OpenAI Whisper service is $0.006 per minute, that's $0.36 per hour.
Azure is something like $0.18 per hour (batch transcription).

However, I was looking on LLM API pricing and I also noticed Groq's Whisper Large V3 (requires registration) is only $0.03/hour.

Groq also publishes these limits for my (unpayed) account (but I'm not sure if they are actually free? If they are - that's a lot):

Screenshot_1

Groq has an OpenAI compatible transcription endpoint at:

https://api.groq.com/openai/v1/audio/transcriptions

(which is also known to be very fast - here's a highly recommended site that publishes a leaderboard for cloud speech recognition services where Groq is rated very highly there on price/performance)

I'm not sure if it provides all the features of OpenAI's servers (say, including the accurate word timestamps). I'll need to test that.

I'll add support for custom endpoints for the openai-cloud engine, so it can be used in place of the much more (12x) expensive one by OpenAI.

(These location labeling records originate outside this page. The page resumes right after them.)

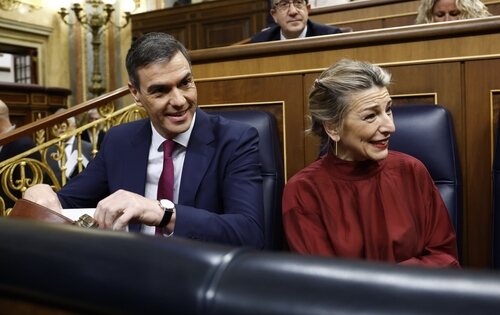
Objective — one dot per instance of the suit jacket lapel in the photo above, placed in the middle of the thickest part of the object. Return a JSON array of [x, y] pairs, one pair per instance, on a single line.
[[199, 154], [138, 157]]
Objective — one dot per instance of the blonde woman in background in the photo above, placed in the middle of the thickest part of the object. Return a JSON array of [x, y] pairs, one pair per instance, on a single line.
[[431, 11]]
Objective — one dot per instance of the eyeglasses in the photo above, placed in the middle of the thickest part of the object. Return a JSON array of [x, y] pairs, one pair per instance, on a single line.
[[285, 4]]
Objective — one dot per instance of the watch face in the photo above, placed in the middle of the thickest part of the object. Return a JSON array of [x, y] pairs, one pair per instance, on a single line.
[[167, 204]]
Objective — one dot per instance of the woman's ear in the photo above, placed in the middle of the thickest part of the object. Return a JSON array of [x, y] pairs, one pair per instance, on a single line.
[[332, 131]]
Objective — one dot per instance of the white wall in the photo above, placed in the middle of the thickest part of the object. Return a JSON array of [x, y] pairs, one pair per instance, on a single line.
[[7, 61]]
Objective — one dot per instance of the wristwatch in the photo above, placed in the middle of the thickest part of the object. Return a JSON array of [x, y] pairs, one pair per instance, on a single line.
[[168, 208]]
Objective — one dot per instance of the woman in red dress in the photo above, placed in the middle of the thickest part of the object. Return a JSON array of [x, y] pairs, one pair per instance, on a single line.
[[360, 200]]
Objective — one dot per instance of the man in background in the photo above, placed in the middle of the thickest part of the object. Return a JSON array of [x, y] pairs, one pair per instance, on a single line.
[[12, 149], [292, 19]]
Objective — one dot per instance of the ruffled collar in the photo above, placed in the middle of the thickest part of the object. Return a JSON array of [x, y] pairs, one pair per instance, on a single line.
[[351, 170]]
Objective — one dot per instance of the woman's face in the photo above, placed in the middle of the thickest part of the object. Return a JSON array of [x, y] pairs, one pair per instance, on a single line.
[[445, 10], [365, 132]]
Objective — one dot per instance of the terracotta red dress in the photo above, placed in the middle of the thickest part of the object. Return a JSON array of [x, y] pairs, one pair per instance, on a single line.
[[388, 210]]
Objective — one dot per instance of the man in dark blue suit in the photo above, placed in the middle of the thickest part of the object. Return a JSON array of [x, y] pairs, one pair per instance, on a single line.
[[217, 179], [292, 21], [10, 150]]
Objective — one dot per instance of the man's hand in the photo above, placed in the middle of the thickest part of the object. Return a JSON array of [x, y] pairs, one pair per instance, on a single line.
[[118, 209], [44, 195]]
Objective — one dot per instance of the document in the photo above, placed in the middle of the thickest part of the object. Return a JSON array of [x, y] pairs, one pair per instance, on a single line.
[[75, 214]]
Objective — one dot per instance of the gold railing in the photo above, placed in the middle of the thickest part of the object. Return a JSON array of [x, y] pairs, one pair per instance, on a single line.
[[50, 133]]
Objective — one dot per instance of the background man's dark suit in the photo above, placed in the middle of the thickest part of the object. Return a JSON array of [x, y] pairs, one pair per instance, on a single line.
[[313, 29]]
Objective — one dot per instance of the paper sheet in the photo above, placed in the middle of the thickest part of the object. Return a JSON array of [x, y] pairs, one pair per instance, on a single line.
[[74, 214]]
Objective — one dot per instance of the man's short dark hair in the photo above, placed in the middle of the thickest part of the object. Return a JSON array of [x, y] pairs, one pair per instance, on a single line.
[[154, 47]]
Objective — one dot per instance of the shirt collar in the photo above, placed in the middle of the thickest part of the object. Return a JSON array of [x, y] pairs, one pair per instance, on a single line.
[[182, 139], [302, 35]]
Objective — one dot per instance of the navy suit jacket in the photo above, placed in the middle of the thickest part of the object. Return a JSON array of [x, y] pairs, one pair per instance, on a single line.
[[313, 29], [220, 196]]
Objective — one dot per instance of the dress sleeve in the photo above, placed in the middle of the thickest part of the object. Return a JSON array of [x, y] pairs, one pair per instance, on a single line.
[[304, 228], [440, 247]]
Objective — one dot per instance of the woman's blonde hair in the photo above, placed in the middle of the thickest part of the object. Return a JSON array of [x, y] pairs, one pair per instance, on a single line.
[[469, 9], [330, 96]]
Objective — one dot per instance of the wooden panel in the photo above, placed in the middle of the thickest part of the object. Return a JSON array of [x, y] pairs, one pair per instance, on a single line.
[[482, 77], [216, 34], [206, 24], [25, 101]]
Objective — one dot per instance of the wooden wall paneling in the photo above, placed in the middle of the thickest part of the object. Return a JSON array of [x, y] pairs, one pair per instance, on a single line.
[[495, 103], [206, 24], [311, 141], [278, 88], [368, 17], [219, 33], [482, 77]]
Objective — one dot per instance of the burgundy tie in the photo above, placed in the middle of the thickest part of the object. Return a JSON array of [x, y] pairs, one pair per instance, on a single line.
[[166, 182]]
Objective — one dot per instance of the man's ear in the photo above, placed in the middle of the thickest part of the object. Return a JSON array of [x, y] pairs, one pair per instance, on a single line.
[[332, 131], [135, 93]]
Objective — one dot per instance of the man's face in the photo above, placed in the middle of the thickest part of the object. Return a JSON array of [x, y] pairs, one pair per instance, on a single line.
[[168, 94], [291, 16], [444, 11]]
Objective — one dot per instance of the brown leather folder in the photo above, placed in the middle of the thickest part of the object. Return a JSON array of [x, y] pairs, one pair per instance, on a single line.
[[29, 210]]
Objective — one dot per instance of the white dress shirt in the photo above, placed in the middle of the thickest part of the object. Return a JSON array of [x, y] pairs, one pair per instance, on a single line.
[[155, 165]]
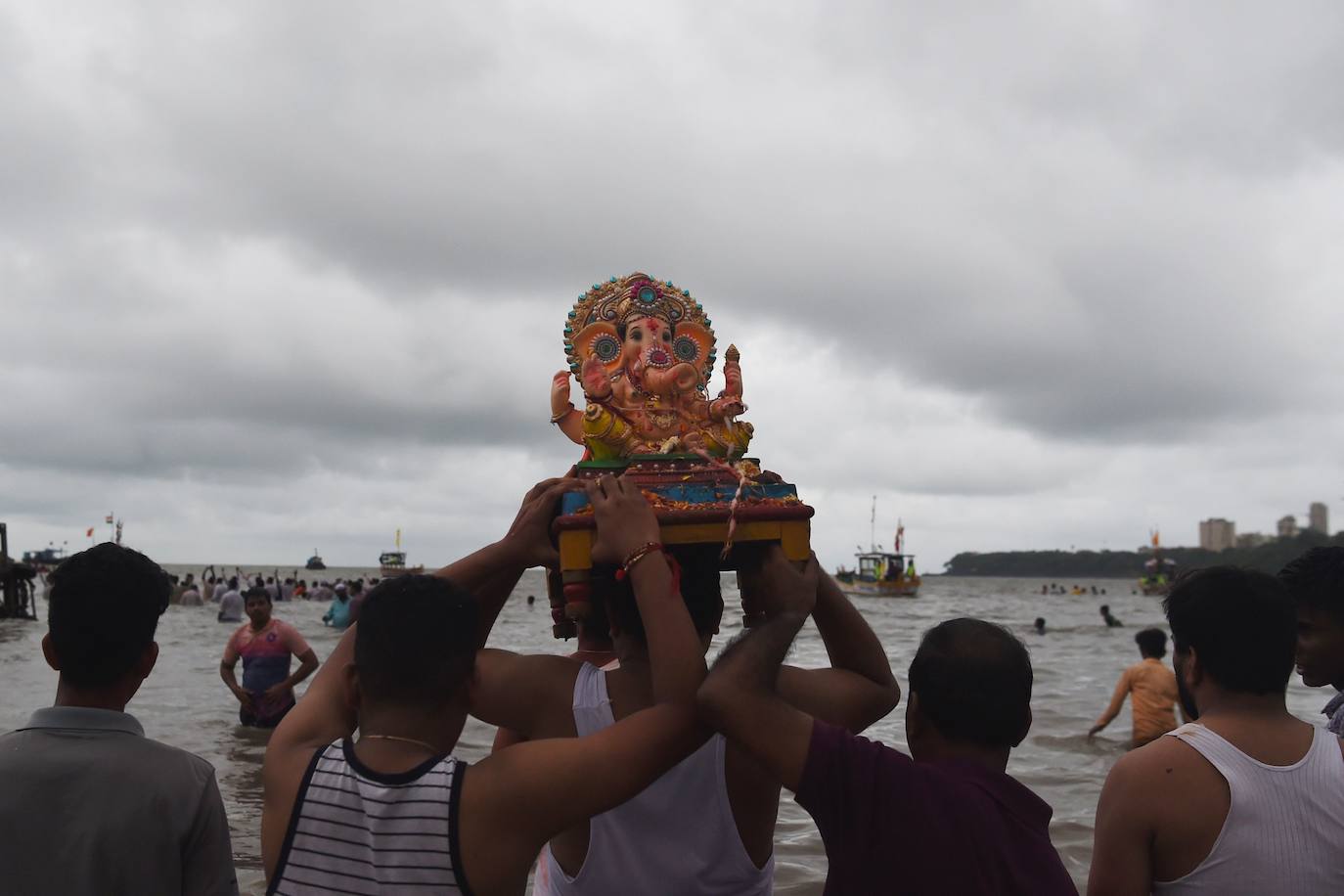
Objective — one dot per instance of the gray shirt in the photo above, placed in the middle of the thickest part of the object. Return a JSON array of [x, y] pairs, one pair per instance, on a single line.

So as you see, adding optional phoneme timestamps would also need to include the cloud engines, to get a more consistent coverage.

I would love to just be able to implement all of these features immediately, but of course sometimes even small changes take time and effort. Right now these conversations are mostly helping me to discover new issues and ideas and prioritize. (I do have partially-committed work-in-progress code - especially on adding machine translation integration - so that takes the highest priority right now).